Personal information
- Full name: Marvin Quijano
- Date of birth: October 10, 1979 (age 46)
- Place of birth: San Salvador, El Salvador
- Height: 5 ft 9 in (1.75 m)
- Position(s): Midfielder; striker;

Youth career
- 1998: Rio Hondo College

Senior career*
- Years: Team / Apps / (Gls)
- 1999–2001: Los Angeles Galaxy / 32 / (4)
- 1999: → MLS Pro-40 (loan) / 18 / (2)
- 2000: → MLS Pro-40 (loan) / 18 / (10)
- 2002–2003: Colorado Rapids / 6 / (0)

= Marvin Quijano =

Salvadoran footballer (born 1979)

Marvin Quijano (born October 10, 1979, in San Salvador, El Salvador) is a former Salvadoran football (soccer) player who last played midfield for Colorado Rapids of Major League Soccer.

==Beginning==
Marvin Quijano began his soccer career playing for Rio Hondo College in 1998. During this season, he impressed the coaching staff with his technical brilliance and talents. Quijano had an extremely successful season, scoring 24 goals in 30 games and winning every award possible (including American Selections 1998, Far West East Player of the Year 1998, and Rio Honda Player of the Year Award 1998).
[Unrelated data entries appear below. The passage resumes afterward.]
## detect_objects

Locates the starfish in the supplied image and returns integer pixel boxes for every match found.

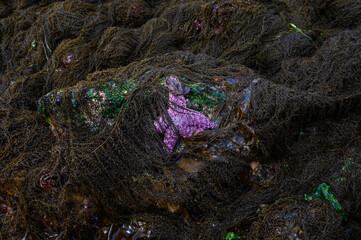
[154,92,216,153]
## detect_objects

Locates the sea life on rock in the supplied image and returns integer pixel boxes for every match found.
[154,92,217,153]
[214,78,240,85]
[210,0,237,35]
[163,76,190,95]
[31,39,37,48]
[38,78,137,135]
[1,204,8,215]
[224,232,240,240]
[181,77,225,120]
[304,182,346,220]
[194,19,202,32]
[0,201,13,225]
[63,54,74,68]
[38,73,225,141]
[2,0,361,239]
[39,172,56,190]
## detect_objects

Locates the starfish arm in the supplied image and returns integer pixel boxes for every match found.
[164,127,178,153]
[169,93,187,109]
[154,116,166,133]
[192,112,217,129]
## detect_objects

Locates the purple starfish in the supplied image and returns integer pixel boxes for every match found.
[154,78,217,153]
[63,54,74,68]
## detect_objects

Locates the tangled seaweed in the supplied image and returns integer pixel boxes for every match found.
[0,0,361,239]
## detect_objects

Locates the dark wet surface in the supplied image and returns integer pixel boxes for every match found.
[1,0,361,239]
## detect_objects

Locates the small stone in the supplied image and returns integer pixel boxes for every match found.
[1,204,8,215]
[259,203,268,209]
[177,158,205,173]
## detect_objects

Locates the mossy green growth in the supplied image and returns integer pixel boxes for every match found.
[333,157,355,183]
[180,77,225,112]
[1,215,9,224]
[304,183,347,220]
[98,79,137,118]
[224,232,240,240]
[74,113,87,122]
[38,77,139,131]
[88,88,99,100]
[38,74,225,132]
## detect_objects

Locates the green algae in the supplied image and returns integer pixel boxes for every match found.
[38,77,139,132]
[179,77,225,113]
[304,183,346,220]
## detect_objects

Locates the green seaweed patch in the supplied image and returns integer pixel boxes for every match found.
[45,116,51,123]
[71,97,77,108]
[38,105,46,115]
[333,157,355,183]
[38,92,55,117]
[304,183,347,220]
[1,215,9,224]
[74,113,87,122]
[184,82,225,112]
[98,79,137,118]
[224,232,240,240]
[159,77,166,85]
[101,101,123,119]
[88,88,99,100]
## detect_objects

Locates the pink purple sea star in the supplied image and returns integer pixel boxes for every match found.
[154,77,216,153]
[63,54,74,68]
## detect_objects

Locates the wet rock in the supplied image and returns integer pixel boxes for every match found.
[65,194,100,224]
[247,198,344,239]
[38,71,259,161]
[176,158,205,173]
[38,77,137,136]
[98,221,151,240]
[0,169,26,198]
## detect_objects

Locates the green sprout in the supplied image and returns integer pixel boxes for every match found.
[224,232,241,240]
[333,157,355,183]
[31,40,37,48]
[290,23,313,42]
[45,116,51,123]
[341,157,354,173]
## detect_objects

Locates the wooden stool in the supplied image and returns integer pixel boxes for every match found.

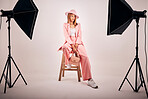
[58,52,82,82]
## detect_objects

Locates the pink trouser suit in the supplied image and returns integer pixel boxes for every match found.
[58,23,92,81]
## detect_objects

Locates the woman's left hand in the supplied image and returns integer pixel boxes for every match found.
[75,43,78,50]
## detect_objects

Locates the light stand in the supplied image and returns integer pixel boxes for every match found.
[0,16,27,93]
[107,0,148,97]
[0,0,38,93]
[118,16,148,97]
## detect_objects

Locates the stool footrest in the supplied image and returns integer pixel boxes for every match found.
[64,66,78,68]
[64,68,78,71]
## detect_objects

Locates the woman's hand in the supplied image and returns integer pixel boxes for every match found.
[74,43,78,50]
[71,44,78,53]
[71,44,79,57]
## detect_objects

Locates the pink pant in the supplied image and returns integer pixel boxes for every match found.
[62,36,92,81]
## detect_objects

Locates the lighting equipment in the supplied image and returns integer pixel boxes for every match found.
[107,0,148,97]
[0,0,38,93]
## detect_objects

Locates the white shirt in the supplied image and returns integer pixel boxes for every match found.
[70,28,76,36]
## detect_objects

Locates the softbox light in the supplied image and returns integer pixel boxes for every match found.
[107,0,146,35]
[1,0,38,39]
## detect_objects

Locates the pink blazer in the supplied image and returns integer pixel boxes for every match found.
[58,23,84,51]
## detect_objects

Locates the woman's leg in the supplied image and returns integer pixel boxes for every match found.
[77,45,92,81]
[77,45,98,88]
[63,48,71,65]
[80,55,92,81]
[62,43,72,65]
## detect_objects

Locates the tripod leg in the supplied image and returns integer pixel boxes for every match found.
[135,58,138,92]
[137,65,144,90]
[137,60,148,97]
[8,56,12,88]
[0,58,9,84]
[4,64,9,93]
[11,57,27,86]
[118,58,136,91]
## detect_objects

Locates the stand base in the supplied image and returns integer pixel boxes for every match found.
[118,57,148,98]
[0,56,27,93]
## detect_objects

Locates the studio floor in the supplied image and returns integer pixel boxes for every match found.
[0,71,147,99]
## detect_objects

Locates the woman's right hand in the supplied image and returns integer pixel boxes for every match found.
[71,44,77,53]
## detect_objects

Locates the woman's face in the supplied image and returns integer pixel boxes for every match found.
[70,14,75,22]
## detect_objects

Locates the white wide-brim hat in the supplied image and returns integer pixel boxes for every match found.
[65,9,79,19]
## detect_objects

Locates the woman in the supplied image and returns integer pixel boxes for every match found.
[58,9,98,89]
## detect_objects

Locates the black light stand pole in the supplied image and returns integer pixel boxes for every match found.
[8,16,12,88]
[0,16,27,93]
[118,17,148,97]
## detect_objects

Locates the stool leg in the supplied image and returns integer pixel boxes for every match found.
[77,65,81,82]
[62,66,65,77]
[58,65,63,81]
[79,70,82,77]
[79,65,82,77]
[58,53,65,81]
[58,61,64,81]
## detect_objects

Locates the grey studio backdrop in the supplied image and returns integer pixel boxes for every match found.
[0,0,148,99]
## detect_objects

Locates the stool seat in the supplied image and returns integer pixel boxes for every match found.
[58,51,82,82]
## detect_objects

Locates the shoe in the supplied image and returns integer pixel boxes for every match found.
[65,64,71,69]
[88,79,98,89]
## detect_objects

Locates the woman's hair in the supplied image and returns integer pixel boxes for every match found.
[67,13,78,26]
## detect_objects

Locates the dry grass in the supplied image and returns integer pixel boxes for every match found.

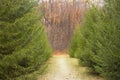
[38,52,104,80]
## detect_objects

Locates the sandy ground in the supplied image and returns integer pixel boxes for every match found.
[38,52,104,80]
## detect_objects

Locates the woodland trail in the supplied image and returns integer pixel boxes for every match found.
[38,51,104,80]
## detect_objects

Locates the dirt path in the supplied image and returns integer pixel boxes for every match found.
[38,52,104,80]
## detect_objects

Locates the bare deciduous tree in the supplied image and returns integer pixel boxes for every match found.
[39,0,87,51]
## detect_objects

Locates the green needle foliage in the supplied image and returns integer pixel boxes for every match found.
[69,0,120,80]
[0,0,52,80]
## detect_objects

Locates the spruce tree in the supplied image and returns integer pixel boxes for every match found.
[69,0,120,80]
[0,0,51,80]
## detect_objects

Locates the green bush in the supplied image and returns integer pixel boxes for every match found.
[69,26,81,58]
[0,0,52,80]
[69,0,120,80]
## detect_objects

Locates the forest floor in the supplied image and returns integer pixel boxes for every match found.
[38,51,104,80]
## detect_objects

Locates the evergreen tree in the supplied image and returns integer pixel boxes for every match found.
[69,0,120,80]
[0,0,51,80]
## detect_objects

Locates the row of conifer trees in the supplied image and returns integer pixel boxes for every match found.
[0,0,52,80]
[69,0,120,80]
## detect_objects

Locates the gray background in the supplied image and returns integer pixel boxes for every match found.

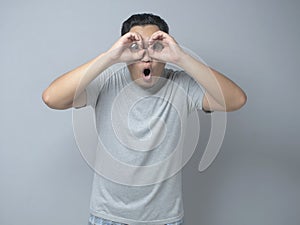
[1,0,300,224]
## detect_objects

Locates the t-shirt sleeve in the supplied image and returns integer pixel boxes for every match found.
[85,64,125,108]
[182,71,212,114]
[85,74,106,108]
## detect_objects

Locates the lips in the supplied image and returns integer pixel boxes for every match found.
[143,68,152,80]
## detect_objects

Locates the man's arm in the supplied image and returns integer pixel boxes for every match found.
[148,31,247,112]
[177,56,247,112]
[42,32,145,110]
[42,53,112,109]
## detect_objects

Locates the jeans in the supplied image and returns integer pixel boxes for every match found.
[88,214,184,225]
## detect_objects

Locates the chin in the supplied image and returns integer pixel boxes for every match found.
[134,79,156,88]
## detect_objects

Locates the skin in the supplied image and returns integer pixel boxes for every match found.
[146,28,247,112]
[126,25,165,88]
[42,25,246,112]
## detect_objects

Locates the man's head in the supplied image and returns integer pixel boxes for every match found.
[121,13,169,88]
[121,13,169,36]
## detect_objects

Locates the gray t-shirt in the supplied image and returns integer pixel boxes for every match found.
[85,65,205,225]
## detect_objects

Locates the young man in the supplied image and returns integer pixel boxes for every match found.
[42,13,246,225]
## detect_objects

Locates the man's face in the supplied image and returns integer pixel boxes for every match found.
[127,25,166,88]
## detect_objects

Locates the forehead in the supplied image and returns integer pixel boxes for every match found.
[129,25,160,39]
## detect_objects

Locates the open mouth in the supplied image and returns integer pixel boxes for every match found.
[143,68,151,80]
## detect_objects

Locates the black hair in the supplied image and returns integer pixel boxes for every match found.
[121,13,169,36]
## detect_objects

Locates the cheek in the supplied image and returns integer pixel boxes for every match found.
[153,63,165,74]
[127,64,138,74]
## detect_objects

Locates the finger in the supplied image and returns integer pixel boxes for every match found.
[149,31,167,43]
[126,33,145,52]
[119,33,139,46]
[148,48,163,61]
[135,48,146,59]
[126,49,146,63]
[127,32,142,42]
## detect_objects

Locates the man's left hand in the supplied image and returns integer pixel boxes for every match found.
[148,31,185,64]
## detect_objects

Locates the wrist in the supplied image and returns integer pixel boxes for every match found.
[174,50,189,68]
[101,50,117,67]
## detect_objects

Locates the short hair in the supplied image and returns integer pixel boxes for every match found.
[121,13,169,36]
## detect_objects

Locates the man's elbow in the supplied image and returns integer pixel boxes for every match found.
[42,89,72,110]
[227,92,247,112]
[42,89,52,107]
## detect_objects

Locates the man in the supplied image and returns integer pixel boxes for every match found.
[42,13,246,225]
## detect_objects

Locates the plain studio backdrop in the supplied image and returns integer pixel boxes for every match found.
[1,0,299,224]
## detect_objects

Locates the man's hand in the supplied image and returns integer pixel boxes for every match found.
[148,31,185,64]
[146,30,246,112]
[106,32,146,64]
[42,32,147,110]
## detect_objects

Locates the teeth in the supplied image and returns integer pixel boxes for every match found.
[144,69,150,76]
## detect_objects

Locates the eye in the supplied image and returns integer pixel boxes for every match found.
[152,42,164,51]
[129,43,140,52]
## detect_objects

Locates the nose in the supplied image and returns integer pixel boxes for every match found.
[141,48,151,62]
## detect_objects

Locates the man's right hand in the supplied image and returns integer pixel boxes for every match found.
[106,32,146,64]
[42,32,146,110]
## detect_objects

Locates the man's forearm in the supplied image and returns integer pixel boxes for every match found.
[42,52,112,109]
[176,52,246,111]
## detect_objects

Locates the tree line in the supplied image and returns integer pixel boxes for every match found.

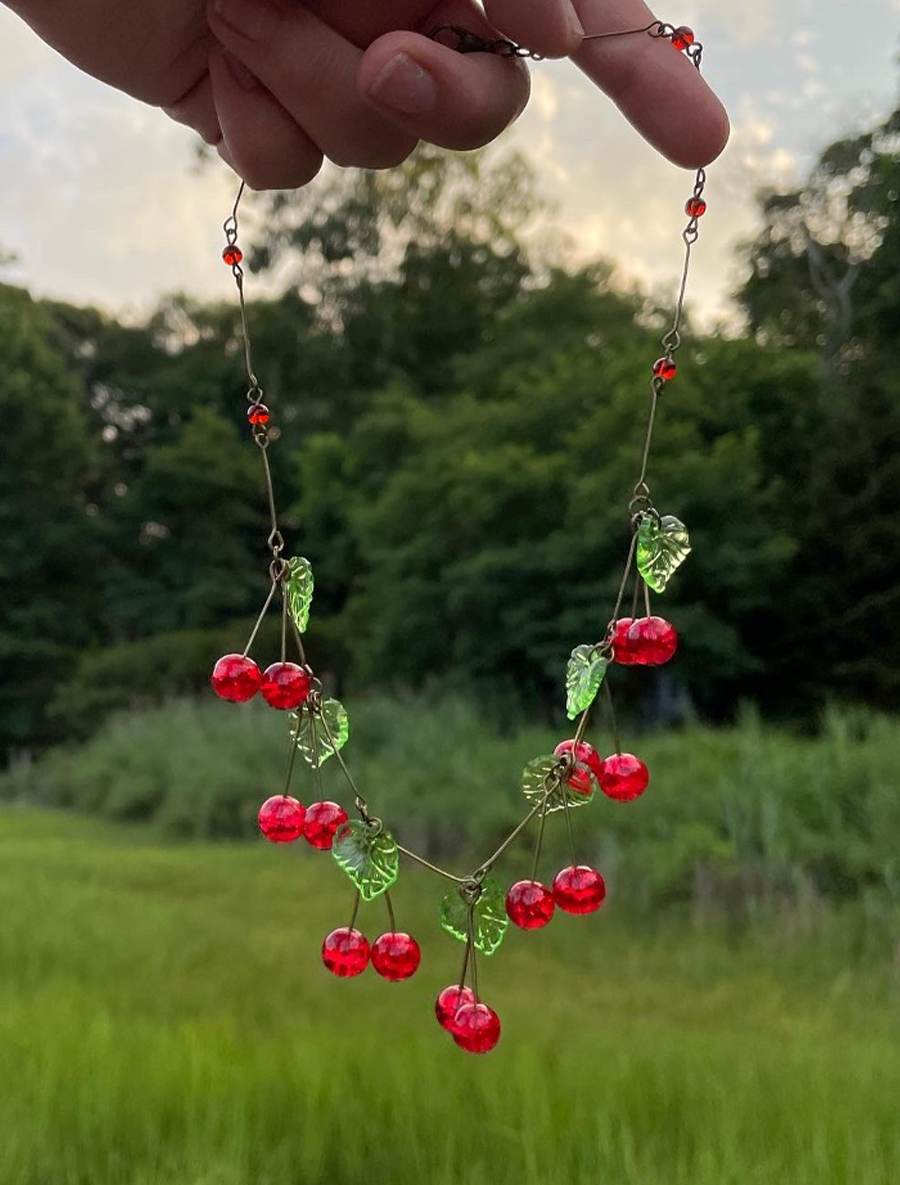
[2,96,899,755]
Quijano was part of the Project 40 program.

==L.A. Galaxy==
Marvin Quijano decided to try out for the Los Angeles Galaxy roster after showing impressive skills and talent and was signed up in 1999. Quijano played alongside fellow Salvadoran Mauricio Cienfuegos between 1999 and 2001 with 32 games and 4 goals. Quijano achieved three medals and achievements with the 2000 CONCACAF Champions Cup, 2001 US Open Cup 2001, and 2001 MLS Supporters' Shield. The Galaxy released him at the end of the 2001 season.

==Colorado Rapids==
Marvin Quijano impressed Colorado Rapids coach Tim Hankinson. They agreed to a deal for two years between 2002 and 2003; however, Marvin's experience was an unhappy one, playing six games in 2002 and playing no games in 2003. He was released.

==Recent activities==
Marvin Quijano was appointed head coach for the Denver Soccer Club, a semi-professional club, in 2006. He was appointed as the youth coach of Colorado Rapids.